Don’t Let TD Overwhelm You

I currently have some slight movements in my hands, face, and legs, and I’ve been taking some falls as a result of tardive dyskinesia (TD). Stress tends to magnify my symptoms, but the movements are more subtle than they were when my TD was diagnosed. My hand movements are kind of embarrassing, and it’s sometimes hard to get words out, or it feels like I’m stuttering, but other people are not always aware of it. I am not a very social person, and I would say that, because of the TD, I don’t get out a lot. It’s stressful meeting new people. My movements also interfere with my ability to work. I am currently on disability.
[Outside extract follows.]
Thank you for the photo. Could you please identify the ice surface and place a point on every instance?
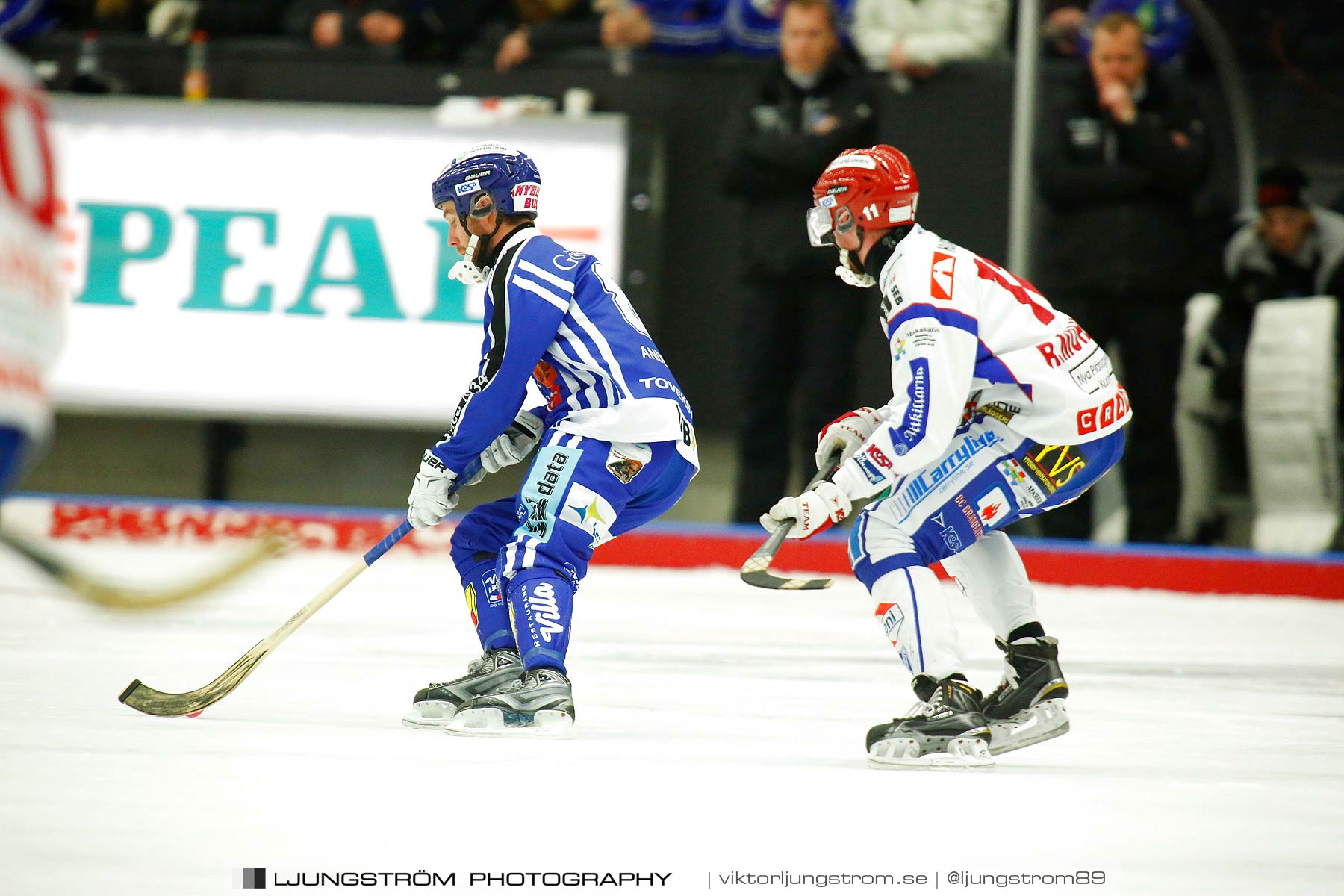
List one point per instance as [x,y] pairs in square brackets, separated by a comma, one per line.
[719,729]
When I first began noticing the movements, in the late 1970s, there were a lot of things going on in my life at the time, and I didn’t associate the movements with my medication. I felt like I was moving like a robot, and there was a lot of jerking, mainly in my upper body. My movements were so much worse than they are today. For instance, I’d make a cup of coffee, sit down and then just knock it off the table. It was very distressing. My facial and tongue movements were bad. I used to sit on my hands to help with the shaking of my arms.

I remember my family coming to see me and they were really upset and alarmed at the way I was moving and with the speech impairment. They assumed that it was related to a medication I was taking because I’d recently been hospitalized. My family advised me to quit taking the medication, that it was too strong, and that I needed to go talk to the doctor. So, the very next time I saw my doctor, I talked to him about my symptoms.

My doctor at that time confirmed that the movements were a side effect of the medication and that he could give me something to treat it. He did mention tardive dyskinesia but didn’t go into a real explanation of what it is. Nothing helped me much, and I even stopped taking the medication that caused my TD, but then it got to a point that, even though I was miserable on the medication, I was more miserable off it.

I’m seeing a different doctor now, and it’s under his care that I’ve made progress with my TD treatment. My current doctor took more time to explain to me what was going on, that the movements were a result of the psychotropic medications I was taking, and that they could be permanent.

He started me on some new medications and experimented with decreasing a few of the medications I was already taking to get the right combination to treat my mental disorder and also help my TD symptoms. As a result, my level of distress has decreased tremendously. I am braver now socially. I am 100% introverted, so my new treatment for TD has given me a certain comfort level with people that I didn’t have before.

To others out there who may be experiencing TD, I would say to be patient. Don’t be alarmed. Tardive dyskinesia can be treated and can diminish with time. Take note of any early signs, such as problems with speech and any abnormal movements (motions that you’re not creating on your own). Talk to your doctor and be open, honest, and precise. First and foremost, write down all of your questions before you go. For me, it has also helped to get psychotherapy, which I am still doing today. If you have a doctor who doesn’t have time to talk to you about your concerns and how the TD makes you feel, then you need to find another doctor.

I want others to know that there is life after TD. I have a pretty good quality of life today, and I’m not as overwhelmed. That was the biggest thing, not letting it overwhelm me because that would make it worse. Hang in there. Don’t stop your medications. That was the worst thing that I could have done because it sent me into crisis, which was a lot worse than having the TD symptoms. Don’t be your own doctor. Talk with your provider about what’s going on.